Principles of Corporate Finance Brealey and Myers Sixth Edition • Real Options Slides by Matthew Will, Jeffrey Wurgler Chapter 21 Irwin/McGraw Hill • The McGraw-Hill Companies, Inc., 2000

Topics Covered • Real Options • Follow-on investments • Abandon • Wait (and learn) • Vary output or production methods • Valuation examples mixed in

Real option value Real option value = Value with option - Value without option

Key questions When is there a real option? - Clearly defined underlying asset whose value changes unpredictably over time - Payoffs to asset are contingent on a decision or event When does the real option have significant value? - Usually when only you can take advantage of it - As barriers to competition fall, options often worth less Can that value be estimated using an option pricing model? - If underlying asset is traded, and exercise price is known - Usually not as precise as DCF

Case 1: Follow-on investments • Option to undertake expansion or follow-on investments if tide turns in future • May want to undertake project that is NPV<0 (before considering option value)

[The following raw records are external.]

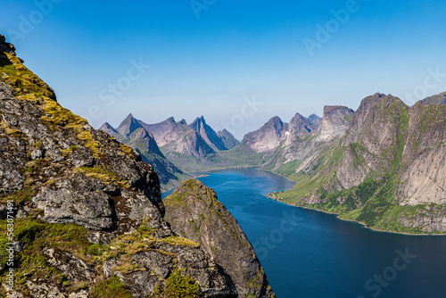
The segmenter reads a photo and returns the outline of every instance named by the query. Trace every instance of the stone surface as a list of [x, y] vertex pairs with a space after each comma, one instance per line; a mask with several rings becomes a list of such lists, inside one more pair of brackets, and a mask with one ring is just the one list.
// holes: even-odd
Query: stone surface
[[188, 180], [164, 201], [165, 219], [174, 233], [199, 243], [227, 274], [239, 297], [274, 296], [252, 246], [213, 190]]

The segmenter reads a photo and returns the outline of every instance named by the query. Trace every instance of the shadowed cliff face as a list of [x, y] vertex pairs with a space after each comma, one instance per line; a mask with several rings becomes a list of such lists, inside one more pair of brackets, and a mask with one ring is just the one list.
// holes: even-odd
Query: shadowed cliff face
[[105, 131], [118, 141], [137, 151], [142, 160], [153, 167], [160, 178], [161, 189], [169, 190], [176, 187], [182, 181], [191, 178], [166, 159], [153, 136], [147, 132], [131, 114], [117, 129], [109, 123], [104, 123], [99, 130]]
[[342, 105], [326, 105], [322, 123], [316, 131], [316, 141], [326, 142], [341, 137], [349, 127], [353, 110]]
[[[364, 98], [340, 141], [295, 146], [301, 153], [294, 161], [297, 183], [279, 199], [376, 229], [445, 233], [442, 98], [434, 95], [412, 107], [391, 95]], [[323, 129], [324, 121], [318, 133]]]
[[[7, 228], [9, 202], [15, 251], [15, 285], [0, 287], [0, 296], [227, 293], [232, 284], [221, 266], [198, 243], [171, 232], [152, 166], [59, 105], [3, 36], [0, 51], [0, 230]], [[150, 147], [151, 136], [142, 129], [133, 132]], [[2, 233], [1, 252], [11, 242]], [[2, 286], [7, 260], [1, 252]]]
[[274, 297], [252, 246], [212, 189], [188, 180], [164, 203], [174, 233], [199, 243], [221, 266], [239, 297]]

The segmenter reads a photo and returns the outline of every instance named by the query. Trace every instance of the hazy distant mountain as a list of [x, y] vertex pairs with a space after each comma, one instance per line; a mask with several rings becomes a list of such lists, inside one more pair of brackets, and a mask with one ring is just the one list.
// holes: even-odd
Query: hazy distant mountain
[[196, 118], [191, 124], [189, 124], [189, 128], [200, 133], [200, 136], [202, 136], [209, 145], [220, 151], [228, 149], [214, 129], [206, 124], [206, 120], [203, 116]]
[[240, 144], [240, 142], [227, 129], [219, 131], [217, 135], [219, 138], [221, 138], [223, 144], [225, 145], [225, 147], [227, 147], [227, 149], [232, 149]]
[[343, 135], [354, 111], [343, 105], [326, 105], [324, 118], [318, 128], [317, 141], [330, 141]]
[[156, 170], [162, 189], [168, 190], [175, 187], [191, 178], [166, 159], [153, 136], [145, 130], [132, 114], [129, 114], [120, 124], [118, 129], [114, 129], [107, 122], [99, 129], [138, 152], [143, 161], [150, 163]]
[[128, 116], [120, 122], [116, 130], [118, 130], [122, 137], [127, 137], [139, 128], [142, 128], [142, 126], [133, 118], [132, 114], [128, 114]]
[[314, 129], [318, 129], [318, 128], [322, 123], [322, 118], [320, 118], [317, 114], [310, 115], [308, 120], [310, 120], [310, 123], [311, 123], [311, 126], [313, 127]]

Case 1: Follow-on investments Example: Building Mark I computer gives option to build Mark II computer if platform catches on • NPV of Mark I computer (itself) = - $46 million • But gives option to go ahead with Mark II: • Decision arises 3 years from now • Required investment in Mark II is $900 million • Forecasted cash flows of Mark II are $463 (PV as of today) • Mark II cash flows are uncertain: an annual SD of 35 percent • Annual interest rate is 10% • Proceed with Mark I? How valuable is the follow-on option?

Case 1: Follow-on investments Example: Building Mark I computer gives option to build Mark II computer if platform catches on • Option to invest in Mark II is just a 3-year call option on an asset worth $463 million with a $900 million exercise price! • Black-Scholes call value = +$53.59 million • This makes up for the -$46 NPV of the Mark I on its own • Go ahead with Mark I

Case #2: Option to abandon • Opposite of expansion option (a put not a call) • Can bail out (cut your losses) if things look bad

Case #2: Option to abandon Example: Choice between two production technologies. A is specialized: low unit cost, low salvage value. B is general: high unit cost, decent salvage value. • A has cash flows of 18.5 if high demand, 8.5 if low demand • B has cash flows of 18 if high demand, 8 if low demand. • If can’t ever abandon, want A. • But suppose, one year into project know what demand will be. Can abandon and get 10 out of B (0 for A).If low demand, B is better. What is value of the put option associated with B?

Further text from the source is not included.